Lost Signal Artificial light signals are usually used in navigation. They let constitute a virtual and ephemeral map for an indifferent geography, the sea, that is performed in an economy of ruled repetition due to the difficulty in proving a full reception of the signal. Clandestine coast traffic uses light signs in order to mark places. This kind of writing without residues erases itself as proof and memory. It constitutes a text that have just existed during the evaded intant of light.   South and Eastern Europe coasts have been used for clandestine migration, and light punctuation during has constituted the appearance and politics of the geography of arrival.

Lost signal is a large format exercise that involves the photographic record —from their emission— of a group of repeated light signals outgoing towards the sea, from the European arrival migration coast to Africa and Turkey. In this sense, the clandestine communication system by light is infiltrated with reiterated series of indistinguishable political flashes in an exercise of extenuation of photographic technology —and epistemology—.  Every signal emission and register becomes the place where the economy of migration seems to resignify and overlap with the camera tecnology and, in a a certain way, the economy of western abstraction art program.

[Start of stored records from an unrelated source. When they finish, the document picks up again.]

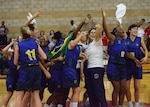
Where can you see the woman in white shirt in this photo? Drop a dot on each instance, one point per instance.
(95, 73)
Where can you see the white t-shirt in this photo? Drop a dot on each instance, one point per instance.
(95, 54)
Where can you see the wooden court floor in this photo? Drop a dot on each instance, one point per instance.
(144, 95)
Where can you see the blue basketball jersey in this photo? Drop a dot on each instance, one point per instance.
(11, 63)
(134, 48)
(28, 51)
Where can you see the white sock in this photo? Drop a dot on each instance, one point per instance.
(73, 104)
(59, 105)
(136, 104)
(130, 104)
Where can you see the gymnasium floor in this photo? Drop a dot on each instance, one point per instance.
(144, 95)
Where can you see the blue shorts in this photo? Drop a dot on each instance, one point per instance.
(116, 72)
(134, 71)
(71, 77)
(11, 80)
(55, 82)
(29, 78)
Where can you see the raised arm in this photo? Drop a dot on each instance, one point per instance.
(35, 15)
(97, 36)
(78, 28)
(109, 35)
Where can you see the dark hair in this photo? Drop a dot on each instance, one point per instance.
(26, 33)
(58, 35)
(31, 26)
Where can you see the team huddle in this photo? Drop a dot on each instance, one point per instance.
(59, 67)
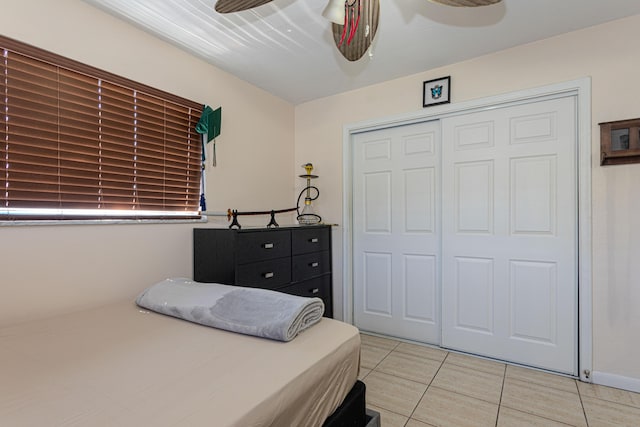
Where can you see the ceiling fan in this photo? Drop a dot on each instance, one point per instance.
(354, 22)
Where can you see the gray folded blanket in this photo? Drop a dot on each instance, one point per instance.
(251, 311)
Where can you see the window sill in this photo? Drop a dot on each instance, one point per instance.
(19, 223)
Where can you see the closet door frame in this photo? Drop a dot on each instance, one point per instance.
(581, 89)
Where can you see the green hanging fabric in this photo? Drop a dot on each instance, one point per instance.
(209, 126)
(210, 122)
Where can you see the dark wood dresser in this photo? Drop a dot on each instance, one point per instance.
(295, 260)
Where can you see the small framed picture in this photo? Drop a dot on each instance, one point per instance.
(436, 91)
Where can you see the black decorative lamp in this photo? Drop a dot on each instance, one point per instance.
(308, 216)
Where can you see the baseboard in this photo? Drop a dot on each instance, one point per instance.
(617, 381)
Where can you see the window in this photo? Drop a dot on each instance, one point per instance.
(80, 143)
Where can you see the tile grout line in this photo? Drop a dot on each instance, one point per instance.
(426, 389)
(584, 411)
(504, 379)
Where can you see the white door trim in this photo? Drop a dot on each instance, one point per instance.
(581, 89)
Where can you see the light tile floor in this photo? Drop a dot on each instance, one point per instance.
(417, 386)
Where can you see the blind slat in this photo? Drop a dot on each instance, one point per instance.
(76, 138)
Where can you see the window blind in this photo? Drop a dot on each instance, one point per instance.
(78, 142)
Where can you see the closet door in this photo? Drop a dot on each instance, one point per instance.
(509, 234)
(395, 231)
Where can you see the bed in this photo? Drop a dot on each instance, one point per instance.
(122, 365)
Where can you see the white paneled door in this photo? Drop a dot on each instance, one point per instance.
(395, 231)
(465, 233)
(509, 242)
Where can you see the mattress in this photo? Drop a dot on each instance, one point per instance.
(120, 365)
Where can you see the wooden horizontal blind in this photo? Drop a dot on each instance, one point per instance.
(78, 142)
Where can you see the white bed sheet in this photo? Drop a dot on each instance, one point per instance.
(120, 365)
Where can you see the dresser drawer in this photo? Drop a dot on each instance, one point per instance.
(309, 288)
(269, 274)
(257, 246)
(310, 265)
(312, 239)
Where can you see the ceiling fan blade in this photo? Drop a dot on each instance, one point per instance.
(466, 3)
(229, 6)
(361, 39)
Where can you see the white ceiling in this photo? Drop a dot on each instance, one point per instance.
(287, 48)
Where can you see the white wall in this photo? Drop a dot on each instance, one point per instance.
(46, 270)
(601, 52)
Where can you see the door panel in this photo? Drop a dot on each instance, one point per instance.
(396, 242)
(509, 282)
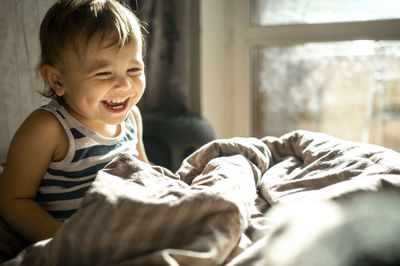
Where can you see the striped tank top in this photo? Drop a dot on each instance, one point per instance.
(65, 182)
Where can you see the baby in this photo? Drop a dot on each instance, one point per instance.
(92, 63)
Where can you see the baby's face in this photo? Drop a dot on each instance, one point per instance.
(102, 84)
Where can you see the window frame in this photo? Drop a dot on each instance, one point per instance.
(236, 80)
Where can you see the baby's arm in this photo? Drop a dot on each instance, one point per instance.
(39, 140)
(140, 146)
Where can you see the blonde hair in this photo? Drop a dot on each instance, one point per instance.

The project as a whole constitutes a repertoire of 3,220 records of the same light signal, reemitted in series of 28 repetitions* from 115 different coastal positions, from Morro Jable, on Tenerife (Europe in front of Africa), to Kos (Greece). Only 7 of the records of the 28 light signals from any specific coordinate are shown here. Every position is associated with a cyclical time index —that we consider open—. We conjecture that the —autonomous— signals are in continuous reproduction without the need for an emitter —or receiver—. This draws the possibility of a virtual or hallucinatory independent geography, that delimits the arrival edge of maritime migration to Europe. The registers of the signals, as we have introduced, overlap with one elementary unit of abstraction: Malevich Black Square (1915). The camera seems to be participated by the same program, although, as it could be perceived in the unconscious Rodchenko’s displacement of formalism, it happens in a radically moved position.  Insofar as the camera has participated, the dimension that the registers determine is not a romantic or mystic one: its virtuality is technical and political, that is, it can be reproduced and measured, and it participates in a human bodies exchange. Inside the registers, the digital noise and the residues of dust or water —that has reflected the light signal— coexist. The light of the flash takes place —although not image— inside the technical black volume: they are vacant volumes of technical hallucination, they are the empty cone of technical madness that the signal emission configures during a second inside the darkness, they obliterate and substitute the geographical reality.

The complete repertory of signals configures an atlas of the autonomous political and epistemological economy of migration movements. It shows the scripture of the vacant emitter and the vacant receptor of a serf-contained and endless repetition of the same light signal.  

*Here we choose only 7 records because of the web showing format. The number 28 is not aleatory. It refers to a diaphragm modification in the camera, and, consequently, to the volume of light captured, the technical delirium volume on the registers. In order to develop a more complete lecture and explanation of Lost signal, it’s interesting to contemplate Received signal as its second momentum. If Received signal repeats the pure reception of the artificial flash without an emitter, Lost signal repeats its pure emission without a receptor.